Giter VIP home page Giter VIP logo

labonneboite's Introduction

 _       _                            _           _ _
| | __ _| |__   ___  _ __  _ __   ___| |__   ___ (_) |_ ___
| |/ _` | '_ \ / _ \| '_ \| '_ \ / _ \ '_ \ / _ \| | __/ _ \
| | (_| | |_) | (_) | | | | | | |  __/ |_) | (_) | | ||  __/
|_|\__,_|_.__/ \___/|_| |_|_| |_|\___|_.__/ \___/|_|\__\___|

Présentation du projet

La Bonne Boite (LBB) est un service lancé par Pôle emploi pour permettre aux chercheurs d’emploi de cibler plus efficacement leurs candidatures spontanées : l'utilisateur accède à la liste des entreprises à « haut potentiel d'embauche ». Le « potentiel d'embauche » est un indicateur exclusif inventé par Pôle emploi pour prédire le nombre de recrutements (CDI et CDD de plus de un mois) d’une entreprise donnée dans les 6 prochains mois.

En contactant des entreprises à « haut potentiel d'embauche », le chercheur d'emploi concentre ses efforts uniquement sur les entreprises qui sont le plus susceptibles de l'embaucher. La Bonne Boite lui permet ainsi de réduire drastiquement le nombre d'entreprises à contacter et d'être plus efficace dans sa recherche.

Le « potentiel d'embauche » est un indicateur basé une technique d'intelligence artificielle (apprentissage automatique ou "machine learning"), en l'occurence un algorithme de régression. Pour calculer un potentiel d’embauche, La Bonne Boite analyse des millions de recrutements de toutes les entreprises de France depuis plusieurs années.

La Bonne Boite a été déployée en France avec des premiers résultats encourageants, et est en cours de développement pour d'autres pays (Luxembourg).

La Bonne Boite c’est un site web mais aussi une API

La Bonne Boite, on en parle dans la presse

Project overview

La Bonne Boite (LBB) is a service launched by Pole Emploi (french national employment agency) to offer a new way for job seekers to look for a new job. Instead of searching for job offers, the job seeker can look directly for companies that have a high "hiring potential". The "hiring potential" is an algorithm exclusivity created by Pole Emploi that estimates how many contracts a given company is likely to hire in the next 6 months.

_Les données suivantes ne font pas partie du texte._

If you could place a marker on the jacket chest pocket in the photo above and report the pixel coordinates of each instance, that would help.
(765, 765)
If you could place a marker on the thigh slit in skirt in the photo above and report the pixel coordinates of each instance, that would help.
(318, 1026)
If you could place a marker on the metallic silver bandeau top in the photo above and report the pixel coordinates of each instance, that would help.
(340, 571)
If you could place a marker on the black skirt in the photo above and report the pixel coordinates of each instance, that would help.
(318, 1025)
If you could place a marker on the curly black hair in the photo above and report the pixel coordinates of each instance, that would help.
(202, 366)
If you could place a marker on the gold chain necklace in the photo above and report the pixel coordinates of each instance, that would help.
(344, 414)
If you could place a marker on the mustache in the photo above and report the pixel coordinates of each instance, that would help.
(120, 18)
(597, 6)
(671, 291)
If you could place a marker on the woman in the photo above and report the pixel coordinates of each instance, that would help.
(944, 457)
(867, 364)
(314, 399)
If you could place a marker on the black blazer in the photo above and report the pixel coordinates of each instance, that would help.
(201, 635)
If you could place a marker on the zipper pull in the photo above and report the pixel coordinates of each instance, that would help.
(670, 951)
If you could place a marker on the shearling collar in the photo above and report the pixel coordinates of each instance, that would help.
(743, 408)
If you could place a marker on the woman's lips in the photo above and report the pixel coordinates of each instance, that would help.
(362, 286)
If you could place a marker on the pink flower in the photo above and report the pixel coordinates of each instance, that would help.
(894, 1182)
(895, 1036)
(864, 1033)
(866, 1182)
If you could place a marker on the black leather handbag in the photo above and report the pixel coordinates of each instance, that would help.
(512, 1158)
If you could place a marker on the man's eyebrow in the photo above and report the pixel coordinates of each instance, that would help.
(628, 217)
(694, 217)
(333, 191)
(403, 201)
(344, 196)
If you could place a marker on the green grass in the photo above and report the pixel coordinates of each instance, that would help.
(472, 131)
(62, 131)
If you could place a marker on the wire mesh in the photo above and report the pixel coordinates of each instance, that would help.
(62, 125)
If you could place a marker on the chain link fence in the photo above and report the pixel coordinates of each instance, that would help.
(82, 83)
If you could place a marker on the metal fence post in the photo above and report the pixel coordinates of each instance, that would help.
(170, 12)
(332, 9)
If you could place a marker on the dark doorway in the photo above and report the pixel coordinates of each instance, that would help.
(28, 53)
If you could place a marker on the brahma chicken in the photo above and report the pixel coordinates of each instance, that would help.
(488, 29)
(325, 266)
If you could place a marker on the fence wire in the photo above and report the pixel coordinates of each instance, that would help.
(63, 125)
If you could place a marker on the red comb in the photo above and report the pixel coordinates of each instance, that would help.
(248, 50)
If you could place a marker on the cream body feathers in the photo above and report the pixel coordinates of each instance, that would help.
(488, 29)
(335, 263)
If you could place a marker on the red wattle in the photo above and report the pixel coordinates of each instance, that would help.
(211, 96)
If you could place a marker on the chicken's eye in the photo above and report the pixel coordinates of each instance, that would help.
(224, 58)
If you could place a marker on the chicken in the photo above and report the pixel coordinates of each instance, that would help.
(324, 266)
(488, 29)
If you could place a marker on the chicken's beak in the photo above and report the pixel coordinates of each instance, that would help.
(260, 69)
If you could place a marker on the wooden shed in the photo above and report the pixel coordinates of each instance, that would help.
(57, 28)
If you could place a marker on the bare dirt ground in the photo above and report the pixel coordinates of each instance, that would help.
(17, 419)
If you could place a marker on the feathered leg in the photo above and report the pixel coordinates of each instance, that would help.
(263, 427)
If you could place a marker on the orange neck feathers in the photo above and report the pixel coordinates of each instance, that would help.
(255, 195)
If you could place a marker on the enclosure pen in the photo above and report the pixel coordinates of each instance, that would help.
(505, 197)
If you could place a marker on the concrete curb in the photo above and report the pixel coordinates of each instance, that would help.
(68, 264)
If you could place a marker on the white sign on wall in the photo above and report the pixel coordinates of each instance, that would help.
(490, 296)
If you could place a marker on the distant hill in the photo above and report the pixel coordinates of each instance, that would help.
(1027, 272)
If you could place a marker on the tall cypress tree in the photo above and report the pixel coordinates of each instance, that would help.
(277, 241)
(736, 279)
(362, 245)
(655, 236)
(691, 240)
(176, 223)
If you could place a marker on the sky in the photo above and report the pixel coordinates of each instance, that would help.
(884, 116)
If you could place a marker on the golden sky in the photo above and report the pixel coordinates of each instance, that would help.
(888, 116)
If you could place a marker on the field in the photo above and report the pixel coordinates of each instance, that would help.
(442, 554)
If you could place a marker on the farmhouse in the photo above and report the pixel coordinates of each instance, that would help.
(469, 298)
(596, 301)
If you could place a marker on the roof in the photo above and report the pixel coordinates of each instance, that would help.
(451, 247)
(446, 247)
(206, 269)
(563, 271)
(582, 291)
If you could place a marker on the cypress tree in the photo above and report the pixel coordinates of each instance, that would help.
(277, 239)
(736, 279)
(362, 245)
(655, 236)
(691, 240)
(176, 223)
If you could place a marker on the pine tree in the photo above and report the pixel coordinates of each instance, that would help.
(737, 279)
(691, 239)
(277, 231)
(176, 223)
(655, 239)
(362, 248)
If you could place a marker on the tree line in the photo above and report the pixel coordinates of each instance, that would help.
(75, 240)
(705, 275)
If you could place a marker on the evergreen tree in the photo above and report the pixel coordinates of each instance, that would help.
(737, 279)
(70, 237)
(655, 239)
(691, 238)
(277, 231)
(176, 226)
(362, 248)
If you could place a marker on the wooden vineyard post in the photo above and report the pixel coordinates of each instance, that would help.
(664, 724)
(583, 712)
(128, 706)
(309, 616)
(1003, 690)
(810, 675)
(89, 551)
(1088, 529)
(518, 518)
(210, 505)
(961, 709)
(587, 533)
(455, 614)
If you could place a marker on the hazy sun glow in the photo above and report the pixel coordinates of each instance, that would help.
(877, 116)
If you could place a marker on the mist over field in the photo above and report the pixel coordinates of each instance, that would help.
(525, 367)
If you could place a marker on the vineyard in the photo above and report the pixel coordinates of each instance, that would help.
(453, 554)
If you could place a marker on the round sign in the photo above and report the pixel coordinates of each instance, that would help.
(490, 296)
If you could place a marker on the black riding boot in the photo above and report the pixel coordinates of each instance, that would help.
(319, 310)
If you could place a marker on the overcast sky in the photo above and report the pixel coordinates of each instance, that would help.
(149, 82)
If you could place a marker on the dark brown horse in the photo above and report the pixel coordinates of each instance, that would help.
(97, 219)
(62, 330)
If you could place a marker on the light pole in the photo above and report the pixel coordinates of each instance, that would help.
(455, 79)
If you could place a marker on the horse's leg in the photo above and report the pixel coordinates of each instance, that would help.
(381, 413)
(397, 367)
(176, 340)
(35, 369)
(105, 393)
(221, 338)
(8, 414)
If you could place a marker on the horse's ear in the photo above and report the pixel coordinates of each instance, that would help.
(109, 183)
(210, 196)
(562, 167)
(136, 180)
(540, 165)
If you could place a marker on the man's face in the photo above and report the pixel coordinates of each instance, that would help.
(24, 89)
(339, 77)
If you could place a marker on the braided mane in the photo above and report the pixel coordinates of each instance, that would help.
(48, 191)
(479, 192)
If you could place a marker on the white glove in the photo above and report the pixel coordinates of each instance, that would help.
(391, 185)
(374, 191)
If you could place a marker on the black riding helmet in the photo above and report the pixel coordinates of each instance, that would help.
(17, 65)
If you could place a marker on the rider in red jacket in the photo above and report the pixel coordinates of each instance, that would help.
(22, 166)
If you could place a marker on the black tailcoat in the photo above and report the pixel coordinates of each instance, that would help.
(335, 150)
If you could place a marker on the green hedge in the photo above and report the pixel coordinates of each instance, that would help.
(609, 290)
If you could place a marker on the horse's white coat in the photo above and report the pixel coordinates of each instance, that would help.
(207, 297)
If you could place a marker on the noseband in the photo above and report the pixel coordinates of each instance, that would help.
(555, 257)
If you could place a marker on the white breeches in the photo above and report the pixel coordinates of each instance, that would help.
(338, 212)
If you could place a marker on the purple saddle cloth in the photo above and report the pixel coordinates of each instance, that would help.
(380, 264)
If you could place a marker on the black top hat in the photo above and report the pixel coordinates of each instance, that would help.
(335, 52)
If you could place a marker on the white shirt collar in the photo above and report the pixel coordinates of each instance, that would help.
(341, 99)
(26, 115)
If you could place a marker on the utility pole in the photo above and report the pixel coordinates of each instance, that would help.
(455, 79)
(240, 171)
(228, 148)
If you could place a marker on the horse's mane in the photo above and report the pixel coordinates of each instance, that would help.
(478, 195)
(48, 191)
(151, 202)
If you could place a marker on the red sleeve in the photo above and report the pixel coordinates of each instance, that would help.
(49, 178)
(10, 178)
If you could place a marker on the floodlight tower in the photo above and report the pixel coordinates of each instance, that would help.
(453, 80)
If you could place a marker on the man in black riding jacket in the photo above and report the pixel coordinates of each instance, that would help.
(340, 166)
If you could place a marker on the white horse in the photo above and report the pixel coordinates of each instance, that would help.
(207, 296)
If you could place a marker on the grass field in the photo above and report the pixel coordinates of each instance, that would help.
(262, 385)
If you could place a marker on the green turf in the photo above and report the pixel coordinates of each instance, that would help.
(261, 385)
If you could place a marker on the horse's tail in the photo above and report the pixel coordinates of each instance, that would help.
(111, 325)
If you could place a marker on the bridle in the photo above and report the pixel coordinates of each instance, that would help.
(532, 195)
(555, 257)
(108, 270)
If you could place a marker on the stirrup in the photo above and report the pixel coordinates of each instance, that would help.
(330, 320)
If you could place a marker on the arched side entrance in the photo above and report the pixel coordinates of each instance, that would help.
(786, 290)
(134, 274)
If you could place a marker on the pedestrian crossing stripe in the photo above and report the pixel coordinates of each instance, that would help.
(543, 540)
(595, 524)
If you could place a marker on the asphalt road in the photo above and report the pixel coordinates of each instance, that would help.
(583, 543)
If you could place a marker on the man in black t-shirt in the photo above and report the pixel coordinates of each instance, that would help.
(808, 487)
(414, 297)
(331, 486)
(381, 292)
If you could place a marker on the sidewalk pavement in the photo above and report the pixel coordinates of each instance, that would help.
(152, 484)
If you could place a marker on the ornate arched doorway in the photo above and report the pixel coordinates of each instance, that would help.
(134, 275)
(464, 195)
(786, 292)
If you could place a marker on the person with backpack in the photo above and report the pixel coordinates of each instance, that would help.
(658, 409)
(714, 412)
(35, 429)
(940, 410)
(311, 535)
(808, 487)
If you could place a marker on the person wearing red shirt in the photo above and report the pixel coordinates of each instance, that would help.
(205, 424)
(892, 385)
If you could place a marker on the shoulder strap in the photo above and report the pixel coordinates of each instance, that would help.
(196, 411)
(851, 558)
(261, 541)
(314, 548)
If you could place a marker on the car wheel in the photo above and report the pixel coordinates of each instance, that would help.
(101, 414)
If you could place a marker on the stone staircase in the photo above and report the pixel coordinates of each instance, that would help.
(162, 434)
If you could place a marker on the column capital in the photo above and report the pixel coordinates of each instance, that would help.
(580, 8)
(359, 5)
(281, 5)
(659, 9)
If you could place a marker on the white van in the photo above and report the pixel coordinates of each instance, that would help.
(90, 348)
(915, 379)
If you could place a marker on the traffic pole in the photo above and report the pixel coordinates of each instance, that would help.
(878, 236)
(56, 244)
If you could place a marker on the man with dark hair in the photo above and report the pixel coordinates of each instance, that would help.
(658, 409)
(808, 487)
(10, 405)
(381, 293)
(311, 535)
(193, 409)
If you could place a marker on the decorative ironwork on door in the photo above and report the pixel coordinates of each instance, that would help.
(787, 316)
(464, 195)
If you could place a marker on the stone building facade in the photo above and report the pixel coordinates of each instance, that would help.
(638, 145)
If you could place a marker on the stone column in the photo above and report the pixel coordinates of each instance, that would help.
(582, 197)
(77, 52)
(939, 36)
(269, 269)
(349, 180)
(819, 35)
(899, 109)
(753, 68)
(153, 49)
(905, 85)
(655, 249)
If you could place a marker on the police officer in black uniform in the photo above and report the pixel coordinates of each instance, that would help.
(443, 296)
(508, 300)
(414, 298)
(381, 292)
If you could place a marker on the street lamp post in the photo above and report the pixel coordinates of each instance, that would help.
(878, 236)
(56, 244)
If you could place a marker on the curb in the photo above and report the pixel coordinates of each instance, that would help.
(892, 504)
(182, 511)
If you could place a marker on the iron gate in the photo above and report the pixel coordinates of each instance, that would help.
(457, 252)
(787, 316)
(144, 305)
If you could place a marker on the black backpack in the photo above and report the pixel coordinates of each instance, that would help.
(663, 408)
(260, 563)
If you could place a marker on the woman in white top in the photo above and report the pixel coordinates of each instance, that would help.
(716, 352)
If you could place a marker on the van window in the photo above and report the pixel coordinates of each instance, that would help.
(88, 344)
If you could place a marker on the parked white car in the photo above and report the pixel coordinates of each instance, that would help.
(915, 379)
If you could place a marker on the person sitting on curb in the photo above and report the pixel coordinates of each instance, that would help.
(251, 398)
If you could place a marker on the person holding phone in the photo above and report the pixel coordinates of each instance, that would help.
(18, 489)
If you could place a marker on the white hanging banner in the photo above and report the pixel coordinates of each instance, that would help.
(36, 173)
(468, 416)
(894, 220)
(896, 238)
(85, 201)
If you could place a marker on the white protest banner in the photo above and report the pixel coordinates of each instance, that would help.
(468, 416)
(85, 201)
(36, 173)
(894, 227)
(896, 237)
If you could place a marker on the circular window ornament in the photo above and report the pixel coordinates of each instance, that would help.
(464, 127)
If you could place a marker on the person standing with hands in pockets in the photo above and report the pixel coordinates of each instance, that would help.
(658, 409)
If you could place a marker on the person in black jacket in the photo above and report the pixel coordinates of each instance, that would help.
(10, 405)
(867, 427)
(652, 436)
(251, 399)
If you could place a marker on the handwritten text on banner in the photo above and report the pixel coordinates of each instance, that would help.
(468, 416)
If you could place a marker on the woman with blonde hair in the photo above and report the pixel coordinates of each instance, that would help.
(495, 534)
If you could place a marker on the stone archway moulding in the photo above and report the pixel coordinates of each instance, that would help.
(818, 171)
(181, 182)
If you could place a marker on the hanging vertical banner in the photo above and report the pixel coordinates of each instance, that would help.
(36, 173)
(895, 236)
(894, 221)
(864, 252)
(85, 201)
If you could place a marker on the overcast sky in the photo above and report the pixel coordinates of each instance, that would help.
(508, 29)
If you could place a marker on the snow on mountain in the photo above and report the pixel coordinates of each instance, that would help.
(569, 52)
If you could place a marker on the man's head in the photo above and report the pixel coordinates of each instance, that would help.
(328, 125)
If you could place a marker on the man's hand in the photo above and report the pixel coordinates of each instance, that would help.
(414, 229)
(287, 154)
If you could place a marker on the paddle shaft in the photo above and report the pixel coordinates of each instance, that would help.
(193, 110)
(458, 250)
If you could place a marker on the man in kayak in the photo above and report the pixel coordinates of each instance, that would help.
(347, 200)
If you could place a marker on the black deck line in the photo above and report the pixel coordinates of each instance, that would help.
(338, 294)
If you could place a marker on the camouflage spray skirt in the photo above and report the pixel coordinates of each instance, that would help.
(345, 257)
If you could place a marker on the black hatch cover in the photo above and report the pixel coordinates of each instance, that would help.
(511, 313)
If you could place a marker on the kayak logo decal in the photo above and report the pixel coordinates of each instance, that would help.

By only contacting companies with a high "hiring potential", job seekers can focus their efforts only on companies that are likely to hire them. Instead of targeting every and any company that might potentially be interested by their profile, La Bonne Boite drastically reduces the number of companies a job seeker needs to have in mind when looking for a job.

The "hiring potential" is an indicator based on a machine learning model, in this case a regression. La Bonne Boite processes millions of recrutements of all french companies over years to compute this "hiring potential".

It has already been deployed in France with early results that are very promising. Early development is being made for new countries (Luxembourg).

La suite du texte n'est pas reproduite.